Spotting distance has a base range and grows mostly with the number of scouts in the army. It also depends on the biome you are located in, same as visibility. Finally, if you are familiar with the region (see Region Familiarity under Travel), your scouts know where got spotting locations are, increasing your effective spotting distance.
To calculate who spots whom, both of these are taken into account. And yes that means a small army hiding in a forest will be able to spot a large army moving across grassland long before the other way around.
In general, the full spotting distance that is displayed both on the map and on your character status page is the distance at which you will spot a very large army. Half of that distance (also shown seperately on the map) is the distance at which you will spot a lone noble without army or entourage.
In addition to personal scouting, there are also watchtowers. Any watchtowers within your spotting range will automatically used by your scouts. Any watchtowers in the area of your estates will automatically be used by the local militia.
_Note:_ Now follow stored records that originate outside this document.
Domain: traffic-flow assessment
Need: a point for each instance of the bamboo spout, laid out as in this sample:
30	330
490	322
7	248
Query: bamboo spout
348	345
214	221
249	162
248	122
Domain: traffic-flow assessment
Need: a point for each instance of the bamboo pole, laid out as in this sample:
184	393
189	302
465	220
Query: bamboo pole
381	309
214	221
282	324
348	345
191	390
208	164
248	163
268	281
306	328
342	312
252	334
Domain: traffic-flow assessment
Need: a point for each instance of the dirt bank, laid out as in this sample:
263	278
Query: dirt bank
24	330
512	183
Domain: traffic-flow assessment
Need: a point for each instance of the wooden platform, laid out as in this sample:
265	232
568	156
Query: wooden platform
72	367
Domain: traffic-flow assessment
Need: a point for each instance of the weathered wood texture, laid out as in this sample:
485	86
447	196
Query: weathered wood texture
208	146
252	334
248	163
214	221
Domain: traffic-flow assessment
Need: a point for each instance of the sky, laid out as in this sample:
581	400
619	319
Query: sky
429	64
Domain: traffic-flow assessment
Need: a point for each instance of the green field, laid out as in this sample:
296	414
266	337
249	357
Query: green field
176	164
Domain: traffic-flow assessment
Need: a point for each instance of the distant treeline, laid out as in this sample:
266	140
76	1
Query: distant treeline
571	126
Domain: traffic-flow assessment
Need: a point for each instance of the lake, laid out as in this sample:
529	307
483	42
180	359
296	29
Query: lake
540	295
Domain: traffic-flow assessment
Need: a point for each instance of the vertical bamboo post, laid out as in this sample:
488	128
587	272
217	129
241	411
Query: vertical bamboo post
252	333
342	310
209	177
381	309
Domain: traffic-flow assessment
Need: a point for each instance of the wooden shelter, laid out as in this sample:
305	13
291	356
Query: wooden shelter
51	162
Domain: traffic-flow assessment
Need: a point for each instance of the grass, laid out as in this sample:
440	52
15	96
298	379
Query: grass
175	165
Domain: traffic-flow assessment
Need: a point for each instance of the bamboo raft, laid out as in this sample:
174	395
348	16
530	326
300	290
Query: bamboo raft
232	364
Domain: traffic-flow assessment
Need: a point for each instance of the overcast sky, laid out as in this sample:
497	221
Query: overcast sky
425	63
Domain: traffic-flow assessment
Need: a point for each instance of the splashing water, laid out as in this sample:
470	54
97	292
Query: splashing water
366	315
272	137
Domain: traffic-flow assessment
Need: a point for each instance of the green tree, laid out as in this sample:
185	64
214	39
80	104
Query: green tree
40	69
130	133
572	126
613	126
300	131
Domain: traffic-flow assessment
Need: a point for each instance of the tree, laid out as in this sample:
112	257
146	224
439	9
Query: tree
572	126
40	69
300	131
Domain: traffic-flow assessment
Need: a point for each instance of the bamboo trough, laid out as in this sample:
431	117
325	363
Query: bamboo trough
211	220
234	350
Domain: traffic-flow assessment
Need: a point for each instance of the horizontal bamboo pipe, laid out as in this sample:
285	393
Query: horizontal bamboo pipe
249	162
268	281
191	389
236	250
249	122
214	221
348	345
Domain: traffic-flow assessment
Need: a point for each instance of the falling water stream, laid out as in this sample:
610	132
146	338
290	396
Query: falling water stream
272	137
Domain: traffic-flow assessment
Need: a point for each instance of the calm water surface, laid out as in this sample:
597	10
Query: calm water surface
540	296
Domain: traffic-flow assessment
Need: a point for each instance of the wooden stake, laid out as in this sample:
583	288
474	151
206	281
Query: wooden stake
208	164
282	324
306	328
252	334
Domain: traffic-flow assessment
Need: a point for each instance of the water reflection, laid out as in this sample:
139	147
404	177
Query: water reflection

From those watchtowers, you will also get spotting alarms and characters spotted from them will be marked on your map.
Characters or armies inside a settlement have dramatically reduced visibility.
When your men spot someone, they will report what they have seen. These reports collect, so with a few spottings over some hours, you can draw a line on a map and make a guess where your target is travelling, for example. Your scouts will keep spotting alarms for some days to allow this.